Krugman is undeniably right to point out that Obama's plan will leave many people uninsured.

Having said that, Obama is right to reject his argument and push for a plan that might actually get implemented.

Americans sometimes look at Canada's health care system as an example. It's worth noting that the original bill passed in 1966 had a number of loopholes that weren't closed until 1984.

Eighteen years later.

Doctors were allowed to bill a patient extra money for procedures that they were paid for by the government, for example, which effectively barred poor patients from those procedures.

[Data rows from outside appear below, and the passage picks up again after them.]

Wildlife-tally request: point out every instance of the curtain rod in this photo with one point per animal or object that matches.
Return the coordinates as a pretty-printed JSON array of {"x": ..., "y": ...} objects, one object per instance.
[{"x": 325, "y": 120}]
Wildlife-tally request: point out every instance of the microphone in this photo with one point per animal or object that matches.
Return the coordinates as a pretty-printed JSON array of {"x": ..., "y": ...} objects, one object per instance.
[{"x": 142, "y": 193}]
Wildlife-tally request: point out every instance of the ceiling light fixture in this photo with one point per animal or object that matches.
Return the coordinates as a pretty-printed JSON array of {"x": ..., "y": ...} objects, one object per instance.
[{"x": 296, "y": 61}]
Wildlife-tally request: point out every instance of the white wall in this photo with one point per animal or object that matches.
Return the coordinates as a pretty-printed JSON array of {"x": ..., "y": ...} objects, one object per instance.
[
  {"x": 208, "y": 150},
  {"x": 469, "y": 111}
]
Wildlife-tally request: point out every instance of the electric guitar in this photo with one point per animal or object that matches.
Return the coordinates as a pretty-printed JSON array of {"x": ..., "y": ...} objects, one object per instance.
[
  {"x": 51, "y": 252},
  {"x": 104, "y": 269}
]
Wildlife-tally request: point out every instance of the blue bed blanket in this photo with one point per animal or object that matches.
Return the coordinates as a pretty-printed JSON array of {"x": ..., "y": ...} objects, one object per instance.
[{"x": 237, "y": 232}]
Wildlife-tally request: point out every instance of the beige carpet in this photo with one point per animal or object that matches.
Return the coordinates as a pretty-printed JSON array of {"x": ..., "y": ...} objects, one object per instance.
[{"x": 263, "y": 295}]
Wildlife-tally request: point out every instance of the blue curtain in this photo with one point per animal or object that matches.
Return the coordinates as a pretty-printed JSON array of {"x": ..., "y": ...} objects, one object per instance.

Americans justly don't want to see this happen, but I do think that it's worth going for a plan that achieves most of what you want, and push for the rest when you have the first part entrenched. Better that than to have the whole plan shelved for ten more years.

1:51 PM  
Anonymous neutral said...

Today--April 11, 2008--Barack Obama's chance of becoming president became zero.

10:31 PM  
Anonymous Anonymous said...

Obama and his supporters think that non-universality non-universality is fine

..."In 2002, the Institute of Medicine released a groundbreaking report, Care without Coverage: Too Little, Too Late, which estimated that 18,000 adults nationwide died in 2000 because they did not have health insurance. Subsequently, The Urban Institute estimated that 22,000 adults died in 2006 because they did not have health insurance. To find out what this means for people across the nation, Families USA has generated the first-ever state-level estimates of the number of deaths due to lack of health insurance. Our estimates are based on both the Institute of Medicine and The Urban Institute methodologies applied to state-level data."